Sinds mei heeft OOZ een Oekraïense School, voor kinderen die gevlucht zijn naar Nederland. Op deze school werkt het net even wat anders dan op een reguliere basisschool.
Op elke groep zijn een Nederlandse en Oekraïense leerkracht samen een duo. Marjon is leerkracht in groep 8. ‘Het is erg leuk om hier te werken. Je begrijpt de kinderen misschien niet altijd, maar toch heb je een band. Taal hoeft geen barrière te zijn. We focussen ons vooral op veel dingen dóen.’
De Oekraïense School is in de meivakantie razendsnel opgezet. Iedereen, van leerkrachten tot leerlingen, was op hetzelfde moment nieuw op de school. ‘Deze school is één groot leerproces voor iedereen, niet alleen voor de kinderen’, vertelt Marjon. ‘Het was in het begin vooral wennen. We waren bezig met ons te ontwikkelen, dag per dag kijken: hoe doen we het morgen? Inmiddels zijn we echt al een team, waarbij we naar elkaar omkijken. De samenwerking met mijn duopartner is fijn en zij spreekt ook goed Engels.’
De duopartner van Marjon is Anastasiia. Zij komt zelf uit Oekraïne, werkte daar al als leerkracht en kon niet wachten om in Nederland ook aan het werk te gaan. ‘Ik was zo enthousiast. Het is heel fijn dat deze kinderen naar school kunnen, dat is belangrijk voor ze.’ De focus ligt vooral op het leren van Nederlands, zodat de kinderen door kunnen stromen naar regulier onderwijs. Hoe de leerlingen het onderwijs ervaren lees je hier op www.ooz.nl.
Lesmethodes
Groep 8 krijgt rekenles volgens een Oekraïense lesmethode, deze is anders dan de Nederlandse. Ze gebruiken daar bijvoorbeeld meer formules en taal in hun rekenmethode. Ruimte voor ontspanning is er ook, in de vorm van lessen drama of tekenen. ‘We zijn vooral bezig met gespreksvaardigheid en oefenen dat heel praktisch. Bijvoorbeeld bij de kapstok alles benoemen: Wat is dit? Wat hangt eraan? Hoeveel jassen hangen er?
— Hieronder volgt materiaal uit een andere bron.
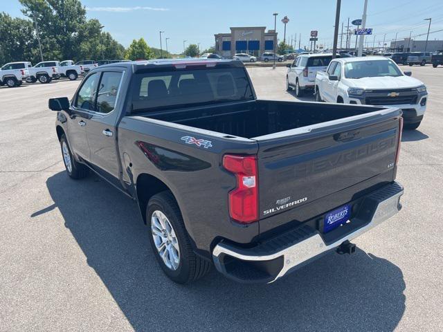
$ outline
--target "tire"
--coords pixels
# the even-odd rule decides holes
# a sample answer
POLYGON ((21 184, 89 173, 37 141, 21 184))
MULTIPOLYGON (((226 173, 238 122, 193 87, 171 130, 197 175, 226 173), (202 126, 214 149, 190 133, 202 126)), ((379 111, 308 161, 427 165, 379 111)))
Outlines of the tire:
POLYGON ((170 191, 156 194, 150 199, 146 221, 150 228, 149 237, 153 252, 171 280, 188 284, 209 272, 210 262, 197 256, 192 250, 180 208, 170 191), (161 252, 165 253, 165 259, 161 252))
POLYGON ((60 148, 64 168, 69 177, 75 180, 86 178, 89 174, 89 169, 84 165, 76 161, 72 156, 71 148, 64 134, 60 138, 60 148))
POLYGON ((406 130, 415 130, 417 128, 419 127, 419 126, 420 125, 420 123, 422 123, 421 121, 419 122, 415 122, 415 123, 406 123, 404 124, 404 127, 406 130))
POLYGON ((49 77, 49 76, 48 76, 47 74, 39 75, 39 77, 37 77, 37 79, 42 84, 45 84, 51 82, 51 78, 49 77))
POLYGON ((320 95, 320 91, 318 90, 318 88, 316 89, 316 102, 323 102, 323 100, 321 100, 321 96, 320 95))
POLYGON ((292 86, 289 85, 289 79, 287 76, 286 77, 286 91, 292 91, 292 86))
POLYGON ((8 88, 13 88, 15 86, 18 86, 19 83, 15 77, 6 77, 5 79, 5 84, 8 88))
POLYGON ((75 71, 70 71, 67 74, 67 77, 70 81, 75 81, 78 77, 78 75, 75 71))
POLYGON ((296 95, 297 97, 302 97, 303 95, 303 91, 300 87, 298 80, 296 81, 296 95))

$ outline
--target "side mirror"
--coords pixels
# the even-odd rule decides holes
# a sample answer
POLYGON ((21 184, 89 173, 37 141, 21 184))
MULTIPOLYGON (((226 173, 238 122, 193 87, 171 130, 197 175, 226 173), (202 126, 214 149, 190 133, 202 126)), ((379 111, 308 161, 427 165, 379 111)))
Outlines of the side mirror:
POLYGON ((51 111, 68 110, 69 109, 69 100, 67 97, 51 98, 48 102, 48 106, 51 111))

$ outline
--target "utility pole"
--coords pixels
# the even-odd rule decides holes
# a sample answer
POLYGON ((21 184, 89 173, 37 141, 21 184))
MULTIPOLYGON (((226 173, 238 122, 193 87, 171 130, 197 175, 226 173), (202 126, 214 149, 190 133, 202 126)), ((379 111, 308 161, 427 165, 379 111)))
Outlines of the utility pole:
POLYGON ((426 51, 426 48, 428 48, 428 38, 429 38, 429 30, 431 29, 431 21, 432 21, 432 18, 424 19, 424 21, 429 21, 429 26, 428 26, 428 35, 426 35, 426 44, 424 44, 424 51, 426 51))
POLYGON ((37 24, 37 19, 35 19, 35 15, 33 14, 33 19, 34 19, 34 23, 35 23, 35 32, 37 33, 37 40, 39 42, 39 49, 40 50, 40 58, 42 59, 42 62, 43 62, 44 59, 43 59, 43 52, 42 51, 42 44, 40 43, 40 33, 39 33, 39 26, 37 24))
POLYGON ((170 39, 170 38, 169 37, 168 38, 165 38, 165 40, 166 41, 166 53, 168 53, 168 39, 170 39))
POLYGON ((274 12, 273 15, 274 15, 274 45, 273 45, 273 51, 274 51, 274 64, 272 66, 272 68, 275 68, 275 44, 277 44, 277 15, 278 12, 274 12))
POLYGON ((340 24, 340 7, 341 0, 337 0, 337 6, 335 10, 335 26, 334 27, 334 45, 332 46, 332 59, 337 55, 337 42, 338 39, 338 24, 340 24))
POLYGON ((349 17, 347 18, 347 26, 346 26, 346 48, 347 49, 347 42, 349 42, 349 17))
POLYGON ((161 48, 161 34, 164 33, 164 31, 160 31, 160 59, 163 59, 163 50, 161 48))
MULTIPOLYGON (((361 28, 364 29, 366 27, 366 10, 368 10, 368 0, 365 0, 365 5, 363 9, 363 16, 361 17, 361 28)), ((360 35, 360 39, 359 39, 359 53, 358 56, 361 57, 363 53, 363 44, 365 41, 365 35, 360 35)))
POLYGON ((341 34, 340 35, 340 50, 343 49, 343 22, 341 21, 341 34))

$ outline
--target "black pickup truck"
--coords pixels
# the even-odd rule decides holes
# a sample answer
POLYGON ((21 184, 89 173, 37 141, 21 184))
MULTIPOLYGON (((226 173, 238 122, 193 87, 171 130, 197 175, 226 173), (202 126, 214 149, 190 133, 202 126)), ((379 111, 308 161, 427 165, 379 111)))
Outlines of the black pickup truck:
POLYGON ((401 111, 257 100, 239 61, 101 66, 49 108, 69 176, 93 171, 136 201, 176 282, 212 265, 271 282, 352 252, 401 208, 401 111))

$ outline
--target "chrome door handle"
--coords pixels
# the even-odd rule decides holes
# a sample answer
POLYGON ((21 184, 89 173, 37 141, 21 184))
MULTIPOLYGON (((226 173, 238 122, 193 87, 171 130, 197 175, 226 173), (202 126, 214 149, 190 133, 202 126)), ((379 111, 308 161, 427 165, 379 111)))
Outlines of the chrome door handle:
POLYGON ((103 135, 105 135, 105 136, 112 136, 112 131, 111 131, 109 129, 105 129, 103 131, 102 131, 102 133, 103 133, 103 135))

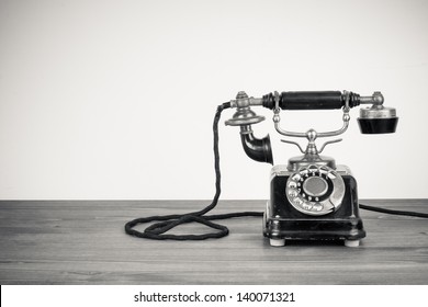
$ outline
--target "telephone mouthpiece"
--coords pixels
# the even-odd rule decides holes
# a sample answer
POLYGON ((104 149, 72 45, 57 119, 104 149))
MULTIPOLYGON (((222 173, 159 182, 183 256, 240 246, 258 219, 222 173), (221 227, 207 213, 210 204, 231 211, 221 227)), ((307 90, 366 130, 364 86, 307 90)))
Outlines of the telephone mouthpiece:
POLYGON ((362 134, 395 133, 398 123, 395 109, 383 105, 360 109, 360 117, 357 120, 362 134))

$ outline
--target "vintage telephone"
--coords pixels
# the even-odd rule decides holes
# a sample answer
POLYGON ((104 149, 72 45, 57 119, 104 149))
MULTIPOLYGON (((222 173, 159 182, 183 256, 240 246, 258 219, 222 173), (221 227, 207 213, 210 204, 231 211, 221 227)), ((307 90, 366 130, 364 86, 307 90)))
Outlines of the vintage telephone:
POLYGON ((217 106, 214 123, 214 170, 215 195, 206 207, 188 214, 156 215, 135 218, 125 224, 125 232, 131 236, 154 240, 205 240, 222 238, 228 235, 228 228, 214 223, 216 219, 244 216, 263 217, 263 235, 270 239, 270 245, 278 247, 286 240, 340 240, 347 247, 358 247, 360 239, 365 237, 359 208, 386 214, 406 215, 428 218, 428 214, 406 211, 392 211, 358 203, 357 182, 349 168, 336 166, 330 157, 320 156, 324 148, 341 139, 325 141, 318 149, 315 141, 318 138, 334 137, 348 128, 350 109, 360 104, 371 106, 360 109, 358 123, 362 134, 394 133, 398 117, 395 109, 383 105, 381 92, 360 96, 348 91, 319 92, 278 92, 262 98, 249 98, 239 92, 235 100, 217 106), (273 124, 278 133, 286 137, 307 139, 306 149, 290 139, 284 143, 294 144, 303 156, 289 160, 288 166, 274 166, 271 170, 271 192, 266 212, 238 212, 228 214, 206 215, 215 208, 221 195, 221 170, 218 150, 218 122, 224 110, 235 107, 233 117, 226 125, 239 126, 243 147, 248 157, 256 161, 273 164, 272 149, 269 136, 257 138, 251 125, 260 123, 263 116, 257 115, 251 107, 263 106, 273 111, 273 124), (342 110, 343 125, 334 132, 306 133, 284 130, 280 126, 281 110, 342 110), (137 225, 151 223, 144 231, 135 229, 137 225), (200 223, 214 229, 213 232, 199 235, 167 234, 172 228, 187 224, 200 223))
POLYGON ((383 105, 381 92, 369 96, 348 91, 278 92, 262 98, 249 98, 239 92, 230 106, 236 107, 233 117, 225 122, 240 127, 243 147, 248 157, 256 161, 273 164, 269 136, 258 139, 251 125, 260 123, 263 116, 251 107, 264 106, 273 110, 273 124, 285 137, 306 138, 303 149, 297 143, 282 139, 299 147, 303 156, 293 157, 288 166, 274 166, 271 170, 270 201, 263 215, 263 235, 271 246, 284 246, 285 240, 343 240, 347 247, 358 247, 365 237, 359 215, 357 182, 346 166, 337 166, 335 159, 320 156, 324 148, 341 139, 325 141, 318 149, 319 138, 335 137, 348 128, 350 109, 360 109, 358 123, 362 134, 394 133, 398 117, 395 109, 383 105), (289 132, 281 127, 281 110, 342 110, 343 125, 333 132, 289 132))

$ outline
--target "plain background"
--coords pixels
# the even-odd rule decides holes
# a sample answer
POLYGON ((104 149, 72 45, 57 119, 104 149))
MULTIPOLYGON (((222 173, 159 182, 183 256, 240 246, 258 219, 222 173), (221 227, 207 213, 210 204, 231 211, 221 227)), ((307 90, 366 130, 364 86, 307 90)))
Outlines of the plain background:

Welke kleur zijn ze?’
‘Werken op een vluchtelingenschool is heel erg tof’, vindt Marjon. ‘Je geeft extra betekenis, nog meer dan je normaal al hebt voor kinderen. Het is een feestje wat je elke dag bereikt. Bijvoorbeeld als een leerling kan zeggen: ‘Mijn naam is Maria’, is dat hier extra speciaal.’
Onderbouw
In groep 3/4 vormen de Nederlandse Gina en de Oekraïense Valentyna ook een duo. ‘Ik vind het verrassend leuk om als duo te werken en we hebben een goede klik’, vertelt Gina. ‘We wisten soms niet eens hoeveel kinderen er de volgende dag op school zouden zijn, het veranderde zo snel. Het is echt samen pioneren, dat schept een band.’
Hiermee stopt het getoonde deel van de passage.